俗に言う、魅せる守備……流石はJ1の強豪が目をかけた選手だ。
――とはいえ、今の俺にはこの『目』がある。落ち着いて隙を窺えば、どうってことは……。
左右の瞳に意識を集中し、相手の動きを注視する。だが、その瞬間、浅川の表情が俄かに曇った。
――……おかしい……。
本来であれば、相手の一挙手一投足がコマ送りのように映るはずなのに、どうしたことか、肝心なその『目』が機能していないのだ。小金井の動きが全く捉えられない。

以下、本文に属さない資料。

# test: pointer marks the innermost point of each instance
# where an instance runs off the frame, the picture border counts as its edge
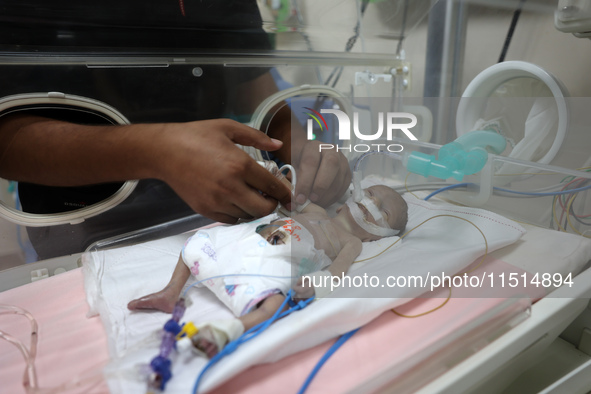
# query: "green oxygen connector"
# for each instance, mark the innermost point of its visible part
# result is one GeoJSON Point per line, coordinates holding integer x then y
{"type": "Point", "coordinates": [467, 155]}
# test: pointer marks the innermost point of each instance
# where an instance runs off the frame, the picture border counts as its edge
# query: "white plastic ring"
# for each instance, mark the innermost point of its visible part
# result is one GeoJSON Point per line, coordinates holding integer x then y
{"type": "Point", "coordinates": [490, 79]}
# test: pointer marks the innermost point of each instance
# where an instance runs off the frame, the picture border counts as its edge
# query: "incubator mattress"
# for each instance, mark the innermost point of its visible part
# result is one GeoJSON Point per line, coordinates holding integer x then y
{"type": "Point", "coordinates": [442, 245]}
{"type": "Point", "coordinates": [70, 343]}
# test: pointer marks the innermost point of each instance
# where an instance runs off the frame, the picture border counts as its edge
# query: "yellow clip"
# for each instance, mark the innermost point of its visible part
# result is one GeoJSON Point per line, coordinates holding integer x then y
{"type": "Point", "coordinates": [188, 330]}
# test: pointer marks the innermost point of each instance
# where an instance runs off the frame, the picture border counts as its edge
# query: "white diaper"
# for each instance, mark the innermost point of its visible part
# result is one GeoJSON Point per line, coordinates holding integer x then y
{"type": "Point", "coordinates": [237, 263]}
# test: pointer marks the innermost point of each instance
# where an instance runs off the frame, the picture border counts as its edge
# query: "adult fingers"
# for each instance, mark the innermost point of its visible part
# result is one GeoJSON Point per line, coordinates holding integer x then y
{"type": "Point", "coordinates": [248, 136]}
{"type": "Point", "coordinates": [307, 165]}
{"type": "Point", "coordinates": [271, 187]}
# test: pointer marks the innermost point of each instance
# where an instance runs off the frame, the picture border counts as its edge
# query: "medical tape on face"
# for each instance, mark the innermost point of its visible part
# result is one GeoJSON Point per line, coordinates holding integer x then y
{"type": "Point", "coordinates": [374, 211]}
{"type": "Point", "coordinates": [371, 228]}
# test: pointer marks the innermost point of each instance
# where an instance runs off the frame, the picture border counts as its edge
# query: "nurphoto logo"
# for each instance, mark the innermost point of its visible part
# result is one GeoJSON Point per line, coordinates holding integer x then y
{"type": "Point", "coordinates": [392, 125]}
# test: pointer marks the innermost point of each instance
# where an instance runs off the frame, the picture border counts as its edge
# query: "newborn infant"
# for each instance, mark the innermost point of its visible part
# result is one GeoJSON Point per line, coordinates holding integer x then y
{"type": "Point", "coordinates": [268, 252]}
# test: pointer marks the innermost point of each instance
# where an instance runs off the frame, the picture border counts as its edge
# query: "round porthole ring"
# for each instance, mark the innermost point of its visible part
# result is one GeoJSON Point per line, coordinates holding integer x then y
{"type": "Point", "coordinates": [491, 78]}
{"type": "Point", "coordinates": [11, 104]}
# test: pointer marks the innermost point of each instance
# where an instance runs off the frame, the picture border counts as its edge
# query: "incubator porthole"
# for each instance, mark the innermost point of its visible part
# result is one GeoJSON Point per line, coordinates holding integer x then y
{"type": "Point", "coordinates": [521, 101]}
{"type": "Point", "coordinates": [38, 205]}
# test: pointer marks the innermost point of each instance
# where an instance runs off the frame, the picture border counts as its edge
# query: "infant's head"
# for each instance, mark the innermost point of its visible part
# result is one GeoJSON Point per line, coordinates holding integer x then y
{"type": "Point", "coordinates": [389, 211]}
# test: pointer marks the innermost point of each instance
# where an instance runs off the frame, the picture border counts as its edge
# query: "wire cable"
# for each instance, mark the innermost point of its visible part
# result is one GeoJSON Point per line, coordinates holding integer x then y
{"type": "Point", "coordinates": [335, 346]}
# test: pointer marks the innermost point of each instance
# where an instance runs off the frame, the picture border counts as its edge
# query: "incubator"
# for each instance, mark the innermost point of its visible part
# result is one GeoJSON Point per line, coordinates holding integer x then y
{"type": "Point", "coordinates": [469, 103]}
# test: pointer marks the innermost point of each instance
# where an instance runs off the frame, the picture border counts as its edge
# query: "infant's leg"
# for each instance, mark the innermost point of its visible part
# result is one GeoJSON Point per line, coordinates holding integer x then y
{"type": "Point", "coordinates": [165, 299]}
{"type": "Point", "coordinates": [208, 342]}
{"type": "Point", "coordinates": [264, 312]}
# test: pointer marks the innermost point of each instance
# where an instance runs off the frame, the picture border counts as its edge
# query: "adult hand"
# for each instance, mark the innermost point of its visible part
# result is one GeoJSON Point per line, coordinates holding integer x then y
{"type": "Point", "coordinates": [215, 177]}
{"type": "Point", "coordinates": [322, 176]}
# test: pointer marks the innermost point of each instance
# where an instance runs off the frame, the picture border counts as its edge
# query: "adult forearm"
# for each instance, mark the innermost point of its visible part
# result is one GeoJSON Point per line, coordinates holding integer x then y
{"type": "Point", "coordinates": [56, 153]}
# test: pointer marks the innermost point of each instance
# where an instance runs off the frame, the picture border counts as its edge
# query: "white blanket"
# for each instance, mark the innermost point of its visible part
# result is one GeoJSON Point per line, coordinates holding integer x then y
{"type": "Point", "coordinates": [114, 277]}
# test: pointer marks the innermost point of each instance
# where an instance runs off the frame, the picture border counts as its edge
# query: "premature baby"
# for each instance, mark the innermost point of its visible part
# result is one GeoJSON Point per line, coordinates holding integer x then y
{"type": "Point", "coordinates": [303, 244]}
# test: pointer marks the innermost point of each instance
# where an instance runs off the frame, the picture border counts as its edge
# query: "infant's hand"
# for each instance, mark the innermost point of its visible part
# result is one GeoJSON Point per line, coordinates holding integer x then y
{"type": "Point", "coordinates": [302, 291]}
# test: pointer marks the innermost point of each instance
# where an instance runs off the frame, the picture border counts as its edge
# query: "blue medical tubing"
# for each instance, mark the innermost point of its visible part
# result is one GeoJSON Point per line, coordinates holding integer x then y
{"type": "Point", "coordinates": [161, 364]}
{"type": "Point", "coordinates": [335, 346]}
{"type": "Point", "coordinates": [533, 194]}
{"type": "Point", "coordinates": [348, 335]}
{"type": "Point", "coordinates": [466, 155]}
{"type": "Point", "coordinates": [454, 186]}
{"type": "Point", "coordinates": [252, 333]}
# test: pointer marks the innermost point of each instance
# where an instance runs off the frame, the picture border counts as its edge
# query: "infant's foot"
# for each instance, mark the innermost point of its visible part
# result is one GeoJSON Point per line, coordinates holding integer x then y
{"type": "Point", "coordinates": [163, 301]}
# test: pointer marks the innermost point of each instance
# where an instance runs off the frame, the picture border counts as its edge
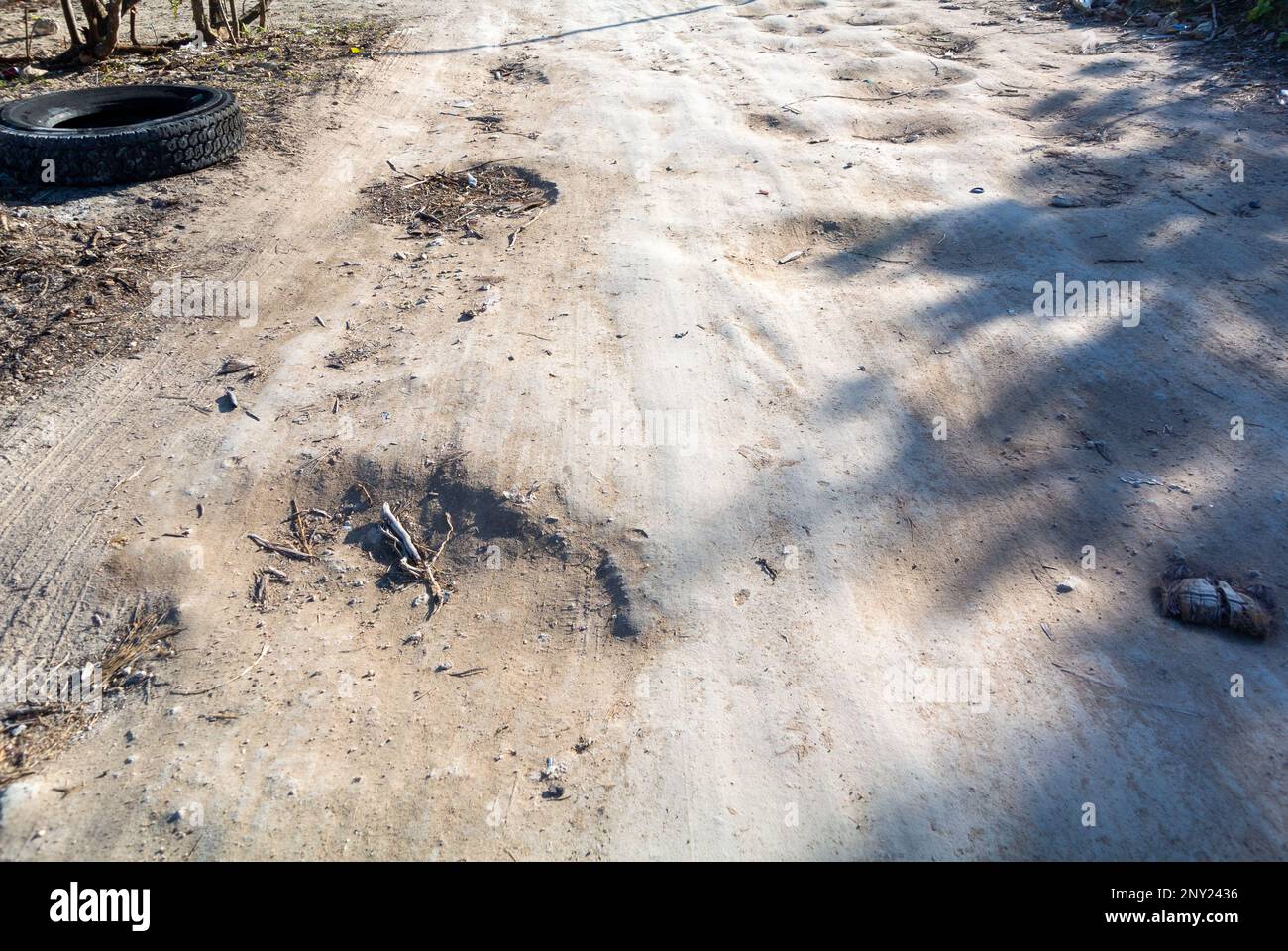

想像だにしなかったアクシデント。動悸が不安定になり、氷のように冷たい嫌な汗が、首筋に滲む。
――どういうことだっ……!? なぜ見えない?
すると、動揺している心を読んだかのように、相手の足先が蛇の頭のごとく伸びてきて、浅川はたちまちボールを奪われてしまった。
本来ならば、すぐに取り返すべきところだが……今はそれどころではなかった。
――いったい……どうして……。
試合そっちのけでその場に立ち尽くし、自分の目を必死に擦った。そして、
「……あっ!」
瞼を開けたところで、再び重大な事実に気づき、愕然とした。
それは、視界の『色』である。
スローモーションに見えていたときは、全体がモノクロのようであったのに、今はその『色』が、いつの間にかすっかりと元に戻っていたのだ。
慌ててガムを噛むが、『色』は変化せず、スローモーションにもならない。それどころか、周りの動きがやけに速く感じた。自分だけがゆっくりになってしまっているかのような、そんな感覚とでも表現するべきだろうか……。
ピッチは地平線の向こう側まであるかのように広く見え、視界は上手く定まらない。混乱で頭がぐらつき、意味の分からない気持ち悪さに、思わずかぶりを振った。
味方の選手や監督が何かを指示しているようだったが、もはや、そんなものは全く耳に入らなかった。
こうなると、ポジショニングはもうめちゃくちゃだ。コンビネーションもままならず、たとえパスが来ても、心理状態のおぼついていない浅川はトラップをミスり、ボールを失ってしまう。
勝負事には流れという概念が存在するが、それはサッカーにおいても決して例外ではない。
それまで相手を寄せ付けず、多くのチャンスを作っていても、少しの油断やイージーなミスでリズムが狂い、いつの間にかゲームの風向きはガラリと変わるものだ。
押し込まれる時間が目に見えて増え始めた、前半22分。
またも小金井の攻撃的ディフェンスによって浅川が自陣でボールを簡単に奪われてしまうと、それをつなげられ、ついには相手フォワードの佐竹に、クロスからのヘディングシュートで豪快にネットを揺らされてしまった。
1対1の同点……。
サポーターの発する落胆の息遣いが、かき乱された浅川の脳裏にいっそうの靄をかける。試合開始直後の余裕は、すでに跡形も無くなっていた。
――く、くそっ……! どうなってやがるっ! 話がちがうじゃねえかっ。
その後も浅川は、自身を襲った動揺を全く消し去ることが出来ず、ゲームに絡めないまま、前半終了後のハーフタイムで、屈辱の交代を命じられることとなった……。
ベンチに下がった後の試合は、後半に両チームがPKで1点ずつ奪いあう形となり、マッドスターズは2対2の引き分けで、半ば消化不良気味に、ホーム二連戦の終わりを迎えたのだった。